例えば子育てにおける家庭内労働っていうのは贈与に次ぐ贈与で、それが行き過ぎたときにストレスになる、っていうわけだ。

労働というものには常に贈与というものがどこか付随するだろう。ある仕事を完遂するには、ここまでということで成らないものはある。だがそこに過重に期待することは、不当な関係性、搾取を強い、またはストレスを与え個人の尊厳、人権をそこなうということにつながる。

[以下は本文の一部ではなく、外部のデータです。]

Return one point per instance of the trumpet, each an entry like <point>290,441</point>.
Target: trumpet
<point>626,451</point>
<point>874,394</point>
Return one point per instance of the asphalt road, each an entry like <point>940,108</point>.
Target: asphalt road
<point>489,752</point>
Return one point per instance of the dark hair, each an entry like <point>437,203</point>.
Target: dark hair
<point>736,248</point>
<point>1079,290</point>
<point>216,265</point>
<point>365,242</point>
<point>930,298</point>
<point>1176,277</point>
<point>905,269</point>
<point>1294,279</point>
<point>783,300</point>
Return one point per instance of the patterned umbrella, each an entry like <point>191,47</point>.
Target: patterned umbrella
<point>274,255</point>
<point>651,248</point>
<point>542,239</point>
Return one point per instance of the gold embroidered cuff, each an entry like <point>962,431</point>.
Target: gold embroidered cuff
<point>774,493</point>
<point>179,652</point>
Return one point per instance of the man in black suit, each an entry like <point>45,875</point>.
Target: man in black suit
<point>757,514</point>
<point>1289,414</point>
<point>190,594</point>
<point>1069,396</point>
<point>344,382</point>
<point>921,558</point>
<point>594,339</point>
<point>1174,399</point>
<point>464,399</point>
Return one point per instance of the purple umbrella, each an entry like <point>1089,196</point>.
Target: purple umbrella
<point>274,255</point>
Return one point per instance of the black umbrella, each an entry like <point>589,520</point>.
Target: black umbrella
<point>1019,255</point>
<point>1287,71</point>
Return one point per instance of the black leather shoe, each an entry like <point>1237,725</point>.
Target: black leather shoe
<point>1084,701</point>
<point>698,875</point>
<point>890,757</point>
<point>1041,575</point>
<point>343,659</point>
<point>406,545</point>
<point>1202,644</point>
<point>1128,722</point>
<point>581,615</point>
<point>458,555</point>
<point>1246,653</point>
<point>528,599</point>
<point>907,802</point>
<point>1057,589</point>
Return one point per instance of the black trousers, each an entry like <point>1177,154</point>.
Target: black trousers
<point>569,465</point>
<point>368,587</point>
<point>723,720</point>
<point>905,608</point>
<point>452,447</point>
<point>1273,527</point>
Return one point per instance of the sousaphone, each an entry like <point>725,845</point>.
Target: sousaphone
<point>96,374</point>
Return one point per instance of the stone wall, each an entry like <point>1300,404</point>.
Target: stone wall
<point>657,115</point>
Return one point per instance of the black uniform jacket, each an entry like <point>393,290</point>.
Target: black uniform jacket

無論すべてを賃金や報酬という対価で量るということは無理なのであって、どこまでそれによって等しくすることができるのか、それ以上は無理が生じ不当となるのか、というラインを、人権の時代である現代の社会ではよくよく見極めていく必要があるのではないか。

命というものは天から与えられるものであるので、その子育てにおける対価というのは忘れられがちだし、じっさいに、一体何に対して、の贈与か、誰から、もっともその報酬を受けるべきなのか、わからないものがある。たぶんけっきょくわからないままに終わっていくような気もする。

だがよくよく考えれば、すべての労働が最後には命というものの営みに帰していくことを顧みれば、すべての労働は分け隔てできるものでもないということも言える。さてその時に、目に見える対価としてのお金というものは、そこにどのように介在するのが最も適切なのだろうか。

やはり命ということから、逆算して行くのが最もただしい在り方なのではないか、と思われるのだが。

社会保障という観念は、そのようなことに裏打ちされているだろう。